The definition of a cascade is a series of waterfalls coming one after another. A similar concept is used in computer science to solve a complex problem with simple units. The problem here is reducing the number of computations for each image.
To solve it, Viola and Jones turned their strong classifier (consisting of thousands of weak classifiers) into a cascade where each weak classifier represents one stage. The job of the cascade is to quickly discard non-faces and avoid wasting precious time and computations.
When an image subregion enters the cascade, it is evaluated by the first stage. If that stage evaluates the subregion as positive, meaning that it thinks it’s a face, then the output of the stage is maybe.

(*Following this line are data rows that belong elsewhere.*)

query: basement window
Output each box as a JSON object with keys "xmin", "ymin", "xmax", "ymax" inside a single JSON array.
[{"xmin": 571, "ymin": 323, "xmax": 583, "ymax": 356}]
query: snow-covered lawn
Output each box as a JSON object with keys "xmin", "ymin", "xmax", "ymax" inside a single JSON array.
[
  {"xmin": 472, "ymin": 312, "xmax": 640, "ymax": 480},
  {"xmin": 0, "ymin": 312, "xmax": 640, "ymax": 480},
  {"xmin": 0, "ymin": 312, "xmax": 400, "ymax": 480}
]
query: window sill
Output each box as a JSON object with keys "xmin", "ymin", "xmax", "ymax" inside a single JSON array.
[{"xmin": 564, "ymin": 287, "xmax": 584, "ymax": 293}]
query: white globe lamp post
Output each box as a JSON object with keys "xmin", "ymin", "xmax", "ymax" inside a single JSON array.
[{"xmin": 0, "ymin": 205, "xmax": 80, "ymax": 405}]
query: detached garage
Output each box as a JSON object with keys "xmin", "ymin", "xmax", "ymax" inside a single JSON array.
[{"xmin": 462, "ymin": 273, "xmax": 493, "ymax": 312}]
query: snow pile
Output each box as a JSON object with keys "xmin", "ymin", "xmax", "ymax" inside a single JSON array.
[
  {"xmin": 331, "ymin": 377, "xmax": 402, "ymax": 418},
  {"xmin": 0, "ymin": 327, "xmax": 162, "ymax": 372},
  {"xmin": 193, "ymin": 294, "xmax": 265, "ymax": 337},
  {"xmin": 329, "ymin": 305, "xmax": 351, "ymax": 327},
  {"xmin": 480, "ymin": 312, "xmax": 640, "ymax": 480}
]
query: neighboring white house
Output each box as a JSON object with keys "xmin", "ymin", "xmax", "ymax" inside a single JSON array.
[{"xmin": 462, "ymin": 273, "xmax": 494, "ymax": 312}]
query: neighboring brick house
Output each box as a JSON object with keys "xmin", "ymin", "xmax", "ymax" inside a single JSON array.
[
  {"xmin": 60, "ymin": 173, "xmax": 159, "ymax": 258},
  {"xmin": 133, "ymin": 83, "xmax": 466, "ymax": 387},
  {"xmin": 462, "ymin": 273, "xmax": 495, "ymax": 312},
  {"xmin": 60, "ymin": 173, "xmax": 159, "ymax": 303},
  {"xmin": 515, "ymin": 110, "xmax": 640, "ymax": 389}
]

If a subregion gets a maybe, then it is sent to the next stage of the cascade. If that one gives a positive evaluation, then that’s another maybe, and the image is sent to the third stage.
This process is repeated until the image passes through all stages of the cascade. If all classifiers approve the image, then it is finally classified as a human face and is presented to the user as a detection.
If, however, the first stage gives a negative evaluation, then the image is immediately discarded as not containing a human face. If it passes the first stage but fails the second stage, then it is discarded as well. Basically, the image can get discarded at any stage of the classifier.
This is designed so that non-faces get discarded very quickly, which saves a lot of time and computational resources. Since every classifier represents a feature of a human face, a positive detection basically says, “Yes, this subregion contains all the features of a human face.” But as soon as one feature is missing, it rejects the whole subregion.
To accomplish this effectively, it’s important to put your best performing classifiers early in the cascade. In the Viola-Jones algorithm, the eyes and nose bridge classifiers are examples of best performing weak classifiers.